Allée des Justes à Paris
Allée des Justes à Jérusalem

Les Justes

Année de nomination : 2010

Roland Boulas

Année de nomination : 2010
Date de naissance : 18/05/1909
Date de décès : 12/03/1983
Profession : Employé municipal (menuisier)

Jeanne (Lejars) Boulas

Année de nomination : 2010
Date de naissance : 10/01/1909
Date de décès : 23/04/2002
Profession : Sans profession
    Localisation Ville : Orléans (45000)
    Département : Loiret
    Région : Centre-Val de Loire

    L'histoire

    Jeanne BOULAS
    En 1934, lorsque Tuba Dorfman vient au monde en Roumanie,  Bucarest est encore une ville libre et animée. Dans un foyer aimant où l’attendent deux grandes sœurs (Paulette 9 ans et Betty 7 ans),  son avenir s’ouvrirait sous d’heureux auspices si le pays, en  proie à une grave crise économique ne subissait la montée de la « Garde de Fer », mouvement nationaliste, antisémite, xénophobe et totalitaire qui allait porter au pouvoir le général Antonescu, allié d’Hitler dès la rupture du pacte germano-soviétique en juin 1941.

    En 1938, sa mère saisit l’opportunité d’un voyage touristique pour quitter subrepticement  le pays  afin de rejoindre avec ses enfants, son mari Kopel, parti à Paris en éclaireur.
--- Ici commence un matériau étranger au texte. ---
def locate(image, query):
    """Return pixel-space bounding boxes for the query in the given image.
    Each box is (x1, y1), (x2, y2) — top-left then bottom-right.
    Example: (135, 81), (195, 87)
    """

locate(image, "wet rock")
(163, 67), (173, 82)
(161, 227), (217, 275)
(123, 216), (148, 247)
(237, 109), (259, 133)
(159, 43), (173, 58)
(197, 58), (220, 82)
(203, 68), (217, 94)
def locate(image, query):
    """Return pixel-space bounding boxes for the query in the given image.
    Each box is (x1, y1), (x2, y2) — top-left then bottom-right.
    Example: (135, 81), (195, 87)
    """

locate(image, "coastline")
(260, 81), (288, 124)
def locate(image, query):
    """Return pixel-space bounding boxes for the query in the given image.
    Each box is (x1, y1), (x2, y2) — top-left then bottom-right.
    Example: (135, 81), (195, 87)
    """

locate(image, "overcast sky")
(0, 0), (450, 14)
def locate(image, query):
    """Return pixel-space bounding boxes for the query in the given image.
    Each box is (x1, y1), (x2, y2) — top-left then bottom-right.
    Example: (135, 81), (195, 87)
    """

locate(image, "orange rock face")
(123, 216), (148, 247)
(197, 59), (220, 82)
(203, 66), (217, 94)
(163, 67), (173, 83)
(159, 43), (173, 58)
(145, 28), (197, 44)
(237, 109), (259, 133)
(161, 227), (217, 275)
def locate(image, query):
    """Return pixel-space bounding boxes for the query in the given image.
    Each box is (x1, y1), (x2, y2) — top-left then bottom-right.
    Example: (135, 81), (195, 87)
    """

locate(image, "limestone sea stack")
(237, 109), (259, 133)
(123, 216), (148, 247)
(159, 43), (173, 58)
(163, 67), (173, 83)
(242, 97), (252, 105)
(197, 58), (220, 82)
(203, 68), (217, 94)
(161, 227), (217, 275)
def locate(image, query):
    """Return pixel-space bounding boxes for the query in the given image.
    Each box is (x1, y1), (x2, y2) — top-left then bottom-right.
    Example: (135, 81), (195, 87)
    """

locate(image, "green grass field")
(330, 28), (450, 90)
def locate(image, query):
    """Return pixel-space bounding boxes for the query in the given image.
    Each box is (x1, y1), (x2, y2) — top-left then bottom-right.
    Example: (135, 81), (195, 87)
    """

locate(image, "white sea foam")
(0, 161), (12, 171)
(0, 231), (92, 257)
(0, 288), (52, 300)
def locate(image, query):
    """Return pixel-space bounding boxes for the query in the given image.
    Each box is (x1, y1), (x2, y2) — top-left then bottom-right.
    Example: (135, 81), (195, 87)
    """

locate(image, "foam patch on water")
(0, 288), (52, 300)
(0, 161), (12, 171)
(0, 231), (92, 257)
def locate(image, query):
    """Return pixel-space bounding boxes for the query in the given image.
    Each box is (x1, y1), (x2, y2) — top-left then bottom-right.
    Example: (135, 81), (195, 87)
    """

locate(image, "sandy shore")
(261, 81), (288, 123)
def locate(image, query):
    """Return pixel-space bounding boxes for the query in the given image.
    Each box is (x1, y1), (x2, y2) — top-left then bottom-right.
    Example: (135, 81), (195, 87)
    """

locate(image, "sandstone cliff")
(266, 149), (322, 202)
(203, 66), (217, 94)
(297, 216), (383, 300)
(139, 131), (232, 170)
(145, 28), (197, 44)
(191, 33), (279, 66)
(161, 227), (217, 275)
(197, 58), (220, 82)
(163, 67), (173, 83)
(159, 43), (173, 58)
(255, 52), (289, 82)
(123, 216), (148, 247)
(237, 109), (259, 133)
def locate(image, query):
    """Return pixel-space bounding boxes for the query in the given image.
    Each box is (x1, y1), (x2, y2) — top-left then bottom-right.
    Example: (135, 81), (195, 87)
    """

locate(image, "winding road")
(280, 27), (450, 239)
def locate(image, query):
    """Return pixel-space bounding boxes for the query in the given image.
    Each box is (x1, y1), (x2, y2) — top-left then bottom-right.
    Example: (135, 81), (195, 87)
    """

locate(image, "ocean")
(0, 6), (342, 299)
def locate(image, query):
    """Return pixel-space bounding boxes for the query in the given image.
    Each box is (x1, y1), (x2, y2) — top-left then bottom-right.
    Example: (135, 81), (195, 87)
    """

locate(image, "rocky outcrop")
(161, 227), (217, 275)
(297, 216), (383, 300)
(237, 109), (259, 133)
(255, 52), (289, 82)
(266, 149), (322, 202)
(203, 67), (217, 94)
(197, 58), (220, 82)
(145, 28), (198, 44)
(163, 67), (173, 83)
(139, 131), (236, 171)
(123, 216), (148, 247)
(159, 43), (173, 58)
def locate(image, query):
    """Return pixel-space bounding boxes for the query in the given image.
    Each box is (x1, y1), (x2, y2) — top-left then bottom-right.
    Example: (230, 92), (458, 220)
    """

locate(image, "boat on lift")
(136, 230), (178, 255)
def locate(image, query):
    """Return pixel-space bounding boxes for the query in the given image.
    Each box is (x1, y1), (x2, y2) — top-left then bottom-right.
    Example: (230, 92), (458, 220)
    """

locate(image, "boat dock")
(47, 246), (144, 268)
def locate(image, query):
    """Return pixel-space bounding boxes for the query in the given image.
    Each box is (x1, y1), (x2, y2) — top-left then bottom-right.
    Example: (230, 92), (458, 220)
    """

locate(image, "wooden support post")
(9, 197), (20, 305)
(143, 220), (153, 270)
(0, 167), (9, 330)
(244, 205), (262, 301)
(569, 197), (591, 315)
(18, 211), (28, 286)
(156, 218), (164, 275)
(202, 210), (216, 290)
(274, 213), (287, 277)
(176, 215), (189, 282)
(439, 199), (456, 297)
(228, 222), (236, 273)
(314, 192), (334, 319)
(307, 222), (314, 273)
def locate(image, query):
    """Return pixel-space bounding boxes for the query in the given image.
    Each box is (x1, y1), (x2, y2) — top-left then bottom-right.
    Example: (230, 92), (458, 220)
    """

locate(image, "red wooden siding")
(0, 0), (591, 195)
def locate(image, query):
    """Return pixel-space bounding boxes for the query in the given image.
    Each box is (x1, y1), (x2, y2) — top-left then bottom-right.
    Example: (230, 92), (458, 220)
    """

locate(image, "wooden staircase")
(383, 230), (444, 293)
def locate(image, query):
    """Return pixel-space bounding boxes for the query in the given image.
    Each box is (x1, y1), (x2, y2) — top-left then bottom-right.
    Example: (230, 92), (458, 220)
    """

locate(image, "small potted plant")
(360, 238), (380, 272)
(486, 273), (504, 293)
Avec la fraîcheur  de l’enfance, Tuba évoque en quelques flashes sa découverte de l’Italie et de la France, la pension de Neuilly où elle et ses sœurs apprennent rapidement le français, les cours de danse, les rires et les chansons avec les parents…… Puis, c’est une brève étape en Belgique,  interrompue par l’arrivée des troupes ennemies qui rattrapent rapidement la famille revenue à Paris. Les ressources se sont épuisées et on tente d’échapper aux lois de Vichy. Cependant Tuba écrit : « Nous sommes très joyeuses. Du moment que nous sommes ensemble, rien ne peut nous arriver ».(*1)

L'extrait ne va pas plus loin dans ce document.